These are some highlights from a recent visit to the upper decks of the Imperial War Museum to see the recently opened Blavatnik Galleries. This has enabled the museum to display a more complete survey of their visual arts collection to include film and photography alongside paintings. A decent selection of the museum’s major paintings was supported by a large group of lesser known pictures from the hidden depths of what is a vast collection of works. It’s always fascinating to see what emerges from a museum store after a deep curatorial dive and many unjustly neglected paintings (often by female artists) have been rescued from oblivion.
Percy Wyndham Lewis, A Battery Shelled (1919)
Lewis had a remarkably inventive visual imagination - his Cubist-inspired bio-mechanical figures were the perfect combatants in a war that was increasingly an inhumane technological struggle for supremacy. On the left a stylised trio of officers, two seem lost in thought, only one observes the incoming fire and the frantic efforts of the troops in a shattered landscape on the ground. Crates of unused shells look terrifyingly vulnerable to enemy fire.

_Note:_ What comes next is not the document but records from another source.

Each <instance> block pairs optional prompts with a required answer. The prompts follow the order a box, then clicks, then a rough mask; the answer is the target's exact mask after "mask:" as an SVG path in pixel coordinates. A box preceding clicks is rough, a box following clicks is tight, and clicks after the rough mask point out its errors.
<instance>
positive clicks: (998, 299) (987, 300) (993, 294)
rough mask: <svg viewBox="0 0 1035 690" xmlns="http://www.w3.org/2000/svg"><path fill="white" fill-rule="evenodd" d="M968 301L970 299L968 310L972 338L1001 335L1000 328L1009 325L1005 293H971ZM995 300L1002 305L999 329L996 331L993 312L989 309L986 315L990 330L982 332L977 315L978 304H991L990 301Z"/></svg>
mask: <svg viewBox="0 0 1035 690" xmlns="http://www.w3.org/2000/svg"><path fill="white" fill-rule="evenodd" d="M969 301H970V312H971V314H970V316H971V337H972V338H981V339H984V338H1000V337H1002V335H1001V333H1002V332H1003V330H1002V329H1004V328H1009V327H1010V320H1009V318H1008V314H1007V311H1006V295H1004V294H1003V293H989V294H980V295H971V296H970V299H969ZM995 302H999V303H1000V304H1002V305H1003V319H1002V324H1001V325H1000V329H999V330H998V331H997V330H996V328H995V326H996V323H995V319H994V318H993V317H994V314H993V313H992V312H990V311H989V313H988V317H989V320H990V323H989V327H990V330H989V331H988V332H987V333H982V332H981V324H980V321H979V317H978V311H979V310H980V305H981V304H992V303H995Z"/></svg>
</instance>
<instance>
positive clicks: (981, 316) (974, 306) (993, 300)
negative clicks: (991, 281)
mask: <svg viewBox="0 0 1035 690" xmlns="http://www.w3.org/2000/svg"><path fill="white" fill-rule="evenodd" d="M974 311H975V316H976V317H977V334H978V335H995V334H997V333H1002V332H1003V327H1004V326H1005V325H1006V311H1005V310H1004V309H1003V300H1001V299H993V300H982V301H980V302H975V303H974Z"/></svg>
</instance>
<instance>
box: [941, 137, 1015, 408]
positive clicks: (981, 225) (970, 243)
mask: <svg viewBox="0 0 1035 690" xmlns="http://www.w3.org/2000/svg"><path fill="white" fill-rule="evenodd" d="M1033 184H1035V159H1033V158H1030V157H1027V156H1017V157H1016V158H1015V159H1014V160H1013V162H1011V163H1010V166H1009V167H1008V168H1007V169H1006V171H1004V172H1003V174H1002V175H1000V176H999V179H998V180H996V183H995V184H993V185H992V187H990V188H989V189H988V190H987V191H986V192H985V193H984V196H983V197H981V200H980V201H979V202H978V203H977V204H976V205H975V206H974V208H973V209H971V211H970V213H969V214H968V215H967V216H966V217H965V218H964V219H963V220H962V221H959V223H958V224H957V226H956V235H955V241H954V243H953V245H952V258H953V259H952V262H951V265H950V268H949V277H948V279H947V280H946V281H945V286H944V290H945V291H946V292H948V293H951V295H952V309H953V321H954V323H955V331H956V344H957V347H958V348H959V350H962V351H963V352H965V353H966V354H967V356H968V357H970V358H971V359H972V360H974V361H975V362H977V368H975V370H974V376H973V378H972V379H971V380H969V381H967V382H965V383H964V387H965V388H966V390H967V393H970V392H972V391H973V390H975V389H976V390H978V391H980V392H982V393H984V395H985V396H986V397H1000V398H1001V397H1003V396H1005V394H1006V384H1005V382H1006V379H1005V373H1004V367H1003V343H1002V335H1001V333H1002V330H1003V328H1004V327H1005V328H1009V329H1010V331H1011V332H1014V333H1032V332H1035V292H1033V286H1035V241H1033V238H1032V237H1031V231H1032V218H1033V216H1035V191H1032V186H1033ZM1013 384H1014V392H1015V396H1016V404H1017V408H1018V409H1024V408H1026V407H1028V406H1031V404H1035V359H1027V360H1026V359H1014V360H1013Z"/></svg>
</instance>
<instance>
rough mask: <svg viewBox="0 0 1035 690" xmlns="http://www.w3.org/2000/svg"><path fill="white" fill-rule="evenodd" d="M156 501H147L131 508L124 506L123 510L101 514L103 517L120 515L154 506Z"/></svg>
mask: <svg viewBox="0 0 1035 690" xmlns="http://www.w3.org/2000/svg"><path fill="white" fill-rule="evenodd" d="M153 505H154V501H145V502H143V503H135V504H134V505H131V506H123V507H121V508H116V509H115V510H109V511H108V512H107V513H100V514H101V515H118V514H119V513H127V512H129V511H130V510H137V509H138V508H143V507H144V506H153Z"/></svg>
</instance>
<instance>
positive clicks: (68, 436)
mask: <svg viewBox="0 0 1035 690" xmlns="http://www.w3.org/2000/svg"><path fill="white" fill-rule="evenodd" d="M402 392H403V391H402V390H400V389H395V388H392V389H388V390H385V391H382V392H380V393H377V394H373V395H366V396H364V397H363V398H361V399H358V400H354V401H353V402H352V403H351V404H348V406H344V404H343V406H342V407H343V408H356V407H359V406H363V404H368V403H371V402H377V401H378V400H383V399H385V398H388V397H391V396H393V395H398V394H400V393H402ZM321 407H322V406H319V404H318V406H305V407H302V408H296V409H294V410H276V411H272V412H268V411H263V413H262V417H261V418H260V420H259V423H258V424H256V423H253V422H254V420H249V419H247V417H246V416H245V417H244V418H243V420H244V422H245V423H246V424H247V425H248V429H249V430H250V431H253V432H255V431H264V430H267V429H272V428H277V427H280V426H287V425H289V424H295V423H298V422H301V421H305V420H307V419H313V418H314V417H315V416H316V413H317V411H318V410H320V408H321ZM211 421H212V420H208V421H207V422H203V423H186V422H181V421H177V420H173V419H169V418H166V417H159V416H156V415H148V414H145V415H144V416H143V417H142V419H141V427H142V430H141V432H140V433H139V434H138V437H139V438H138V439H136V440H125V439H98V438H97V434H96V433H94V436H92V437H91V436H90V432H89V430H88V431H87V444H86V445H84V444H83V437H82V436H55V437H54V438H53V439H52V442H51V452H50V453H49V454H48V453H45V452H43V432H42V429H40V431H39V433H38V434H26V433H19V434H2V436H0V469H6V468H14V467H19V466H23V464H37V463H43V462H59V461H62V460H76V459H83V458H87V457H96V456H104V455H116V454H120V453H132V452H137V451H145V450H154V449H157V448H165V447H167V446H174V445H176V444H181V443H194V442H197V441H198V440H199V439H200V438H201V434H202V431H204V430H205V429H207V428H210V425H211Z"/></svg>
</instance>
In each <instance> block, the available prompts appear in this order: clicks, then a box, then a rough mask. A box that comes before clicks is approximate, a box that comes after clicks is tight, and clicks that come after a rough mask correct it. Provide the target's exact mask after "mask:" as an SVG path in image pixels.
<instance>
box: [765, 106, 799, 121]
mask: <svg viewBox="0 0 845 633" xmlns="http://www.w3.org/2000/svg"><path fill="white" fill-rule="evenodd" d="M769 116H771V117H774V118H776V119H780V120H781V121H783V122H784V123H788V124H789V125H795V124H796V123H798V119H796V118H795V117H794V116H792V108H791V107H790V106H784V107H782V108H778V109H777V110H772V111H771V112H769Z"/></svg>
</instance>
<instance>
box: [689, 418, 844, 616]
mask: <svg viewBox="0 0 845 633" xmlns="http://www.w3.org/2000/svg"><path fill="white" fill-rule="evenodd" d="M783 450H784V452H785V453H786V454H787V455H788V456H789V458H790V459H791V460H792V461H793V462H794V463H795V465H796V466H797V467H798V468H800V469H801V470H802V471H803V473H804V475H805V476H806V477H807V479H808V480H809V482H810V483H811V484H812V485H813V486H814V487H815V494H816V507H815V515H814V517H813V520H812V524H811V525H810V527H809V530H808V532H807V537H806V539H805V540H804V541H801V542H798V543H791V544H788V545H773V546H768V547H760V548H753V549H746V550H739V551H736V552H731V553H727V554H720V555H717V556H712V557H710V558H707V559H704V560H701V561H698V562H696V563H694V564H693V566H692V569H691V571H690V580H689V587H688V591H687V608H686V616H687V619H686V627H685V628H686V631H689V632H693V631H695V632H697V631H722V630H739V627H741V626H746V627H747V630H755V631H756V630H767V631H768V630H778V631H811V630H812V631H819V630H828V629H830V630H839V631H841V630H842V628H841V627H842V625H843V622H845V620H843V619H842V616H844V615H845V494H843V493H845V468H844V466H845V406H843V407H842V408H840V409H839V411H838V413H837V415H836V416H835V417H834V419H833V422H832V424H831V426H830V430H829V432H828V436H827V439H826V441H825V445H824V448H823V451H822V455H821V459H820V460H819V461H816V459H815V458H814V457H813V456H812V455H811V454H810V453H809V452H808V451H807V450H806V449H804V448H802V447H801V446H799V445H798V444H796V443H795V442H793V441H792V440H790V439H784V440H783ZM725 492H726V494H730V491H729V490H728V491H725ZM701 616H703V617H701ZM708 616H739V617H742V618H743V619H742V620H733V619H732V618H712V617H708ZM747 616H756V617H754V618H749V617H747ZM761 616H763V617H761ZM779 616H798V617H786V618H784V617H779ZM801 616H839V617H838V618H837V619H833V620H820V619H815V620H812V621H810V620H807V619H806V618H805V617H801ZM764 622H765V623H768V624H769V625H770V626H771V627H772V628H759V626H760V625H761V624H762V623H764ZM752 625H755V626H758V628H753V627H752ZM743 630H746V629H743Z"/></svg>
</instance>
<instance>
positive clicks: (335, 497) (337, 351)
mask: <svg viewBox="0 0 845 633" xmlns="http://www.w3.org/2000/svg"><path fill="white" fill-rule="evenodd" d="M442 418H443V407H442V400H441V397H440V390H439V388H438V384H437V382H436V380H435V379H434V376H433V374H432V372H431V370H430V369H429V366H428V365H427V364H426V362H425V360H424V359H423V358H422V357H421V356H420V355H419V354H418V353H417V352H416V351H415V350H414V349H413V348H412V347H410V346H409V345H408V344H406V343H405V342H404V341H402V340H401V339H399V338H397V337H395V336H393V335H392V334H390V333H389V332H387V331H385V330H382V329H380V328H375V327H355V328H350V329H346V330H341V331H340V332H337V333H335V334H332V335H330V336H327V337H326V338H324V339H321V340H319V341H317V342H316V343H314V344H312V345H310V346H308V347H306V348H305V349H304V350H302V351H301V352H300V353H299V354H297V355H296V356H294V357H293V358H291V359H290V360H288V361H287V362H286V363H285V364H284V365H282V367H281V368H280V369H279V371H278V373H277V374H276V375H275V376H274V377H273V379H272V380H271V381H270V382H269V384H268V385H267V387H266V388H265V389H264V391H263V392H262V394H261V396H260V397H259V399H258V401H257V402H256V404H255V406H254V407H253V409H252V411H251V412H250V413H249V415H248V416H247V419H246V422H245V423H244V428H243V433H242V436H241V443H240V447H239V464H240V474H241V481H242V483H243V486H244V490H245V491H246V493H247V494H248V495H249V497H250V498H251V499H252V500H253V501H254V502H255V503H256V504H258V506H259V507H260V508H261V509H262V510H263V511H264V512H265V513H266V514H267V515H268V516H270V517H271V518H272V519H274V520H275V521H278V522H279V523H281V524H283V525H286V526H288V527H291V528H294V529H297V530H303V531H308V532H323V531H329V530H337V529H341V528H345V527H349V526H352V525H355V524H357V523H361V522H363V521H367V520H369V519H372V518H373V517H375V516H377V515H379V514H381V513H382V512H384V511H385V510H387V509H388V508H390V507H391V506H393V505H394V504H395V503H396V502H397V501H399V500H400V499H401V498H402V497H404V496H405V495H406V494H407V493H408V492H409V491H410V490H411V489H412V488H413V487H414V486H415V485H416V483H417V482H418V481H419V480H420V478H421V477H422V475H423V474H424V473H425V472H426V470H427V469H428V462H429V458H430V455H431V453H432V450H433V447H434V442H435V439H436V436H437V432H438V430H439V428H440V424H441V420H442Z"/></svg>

Paul Nash, The Menin Road (1919)
Nash served as an officer in this part of the Western Front in early 1917, later that year he returned as a War Artist and made the sketches and studies that would form the basis of this painting completed in London in 1919. His experiences were condensed into this tormented landscape, blown apart by the exchange of explosive forces. For an artist whose sensibility was largely formed by a reverence for the natural world, this sight was the ultimate affront. Displaced concrete defences and curls of corrugated iron are scattered on the cratered woodland floor, to which a handful of splintered tree stumps remain anchored. All under a turbulent sky pierced by searchlight beams, illuminating the scene in a sickly, unnatural glare.
Anna Airy, Shell Forge, Hackney Marshes (1918)
With so many male artists overseas, female painters landed some major commissions recording the Home Front. Anna Airy, an established Slade-trained realist painter in her mid-thirties spent a year travelling the country painting the spectacle of heavy industry in the service of the war effort - manufacturing munitions, assembling aircraft and extracting domestic gas from coking coal. Her command of perspective and ability to build a coherent composition in challenging environments were every bit as effective as similar works by the much more celebrated Terence Cuneo.
Douglas Fox-Pitt, Indian Army Injured in Hospital in Dome, Brighton (1918)
Fox-Pitt was a son of the founder of Oxford’s Pitt Rivers Museum, blessed with competent drawing skills he drifted into the fringes of London’s art world, linking with the painters of the Camden Town Group. In this painting he records a curious wartime episode when the dome of the Brighton Pavilion was commandeered as a hospital for the treatment of Indian and Asian troops injured on the Western Front. It’s a boldly coloured and attractively naive composition - an elevated viewpoint enhances the artist’s pattern making impulse.
John Wood, ARP in Jamaica (1941)
Five female nurses of the Order of St John in training in Jamaica. Commissioned as part of the scheme for "War Pictures by Native-born Colonial artists", 1941
Ethel Gabain, Bunyan-Stannard First Aid Envelope for Burns Victims (1943)
Sequential four part image showing different aircrew at work with protective silk envelopes shielding their injured hands. A varied selection of her portraiture (mostly theatrical subjects) and workplace studies from the war can be seen here.
John Singer Sargent, Gassed (1919)
Sargent’s monumental picture of the victims of mustard gas dominates the space. Blindfolded and carrying their weapons they process across the picture plain with hands resting on the shoulder of the man in front. Another line of injured men sprawl in the foreground. In August 1918 Sargent was witness to just such a scene on a day when hundreds of injured men were led from the trenches for treatment behind the lines. The epic scale and the cinematic presentation make a powerful statement about the random cruelties of armed conflict.